Using equation 9, we are also able to predict µ_y for an assumed age of puberty and average age of conception for humans and owl monkeys. For humans, with an age of puberty of oughly 13.4 years and average age of conception for both males and females of 30 years, we estimate a yearly mutation rate of 0.4 × 10⁻⁹ mutations per site per year (orange point in Figure S3). This is remarkably close to the calculated average yearly rate from several studies of human mutation rates: from 0.43 × 10⁻⁹ mutations per site per year [17] to 0.5 × 10⁻⁹ mutations per site per year [25]. With an average age of puberty of 7.5 years and average age at reproduction of 24.3, we predict the yearly chimp mutation rate is to be 0.48 × 10⁻⁹ per site per year (red point in Figure S3), on par with the previous estimate of 0.46 × 10⁻⁹ (Venn et al. 2014). For owl monkeys we assumed a puberty age of 1 year and average ages of conception of 6.64 and 6.53 years for males and females, respectively. Using these values we estimate a yearly mutation rate of 1.2 ×10⁻⁹ mutations per site per year, three times higher than the yearly human rate (purple point in Figure S3).

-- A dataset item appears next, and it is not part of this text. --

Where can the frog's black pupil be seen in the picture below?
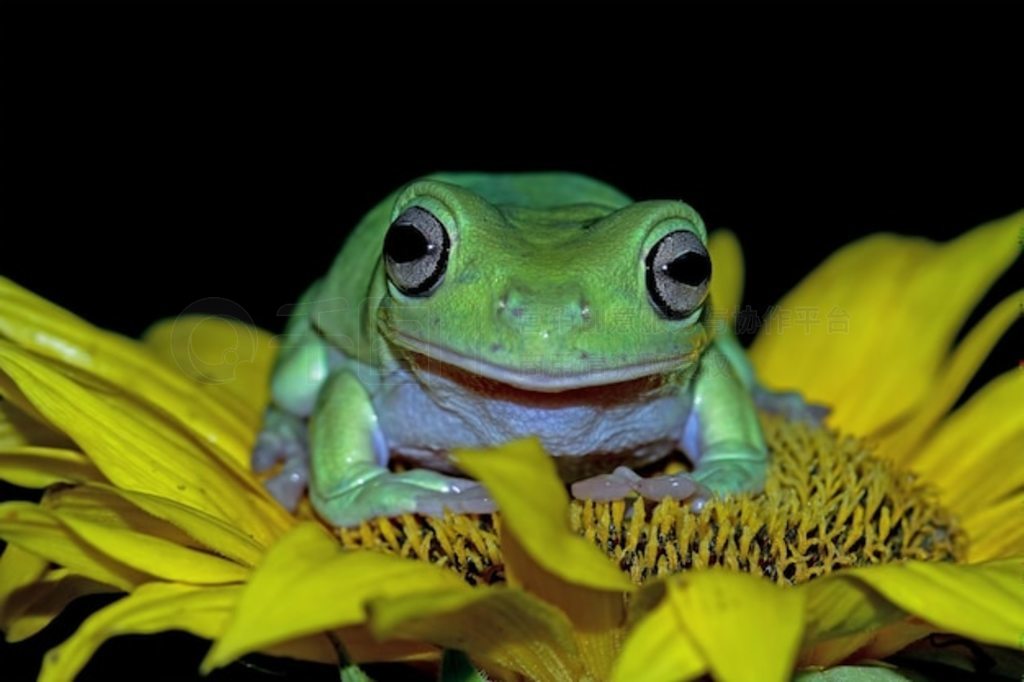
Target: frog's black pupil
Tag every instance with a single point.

Quantification and Statistical Analysis

All data were analyzed using Python v2.7 and R v3.4.1. Linear regression was performed on the observed mutation rate per trio and paternal age to obtain the solid lines in Figures 1B and S2. To assess how well our model predicts this relationship, we performed an F-test on the residualsof the observed relationship (solid lines in Figures 1B and S2) and the predicted relationship (dashed lines in Figures 1B and S2). Comparing variance in the residuals between the two lines captures variation in both the slope and intercept of the predicted and observed lines. A similar F-test was performed on the human study points in Figures 3 and S3.

Supplementary Material

Data S1:

Owl monkey pedigree information, list of identified mutations, and compiled mutation estimates from human and chimpanzee studies. Related to Figures 1, 2, 3, S1, S2, and S3.

Highlights.

• Owl monkeys have a mutation rate of 0.81 × 10⁻⁸ per site per generation.

• The mutation rate observed in owl monkeys is 30% lower than those observed in apes.

• Lower mutation rates in owl monkeys are due to their shorter reproductive longevity.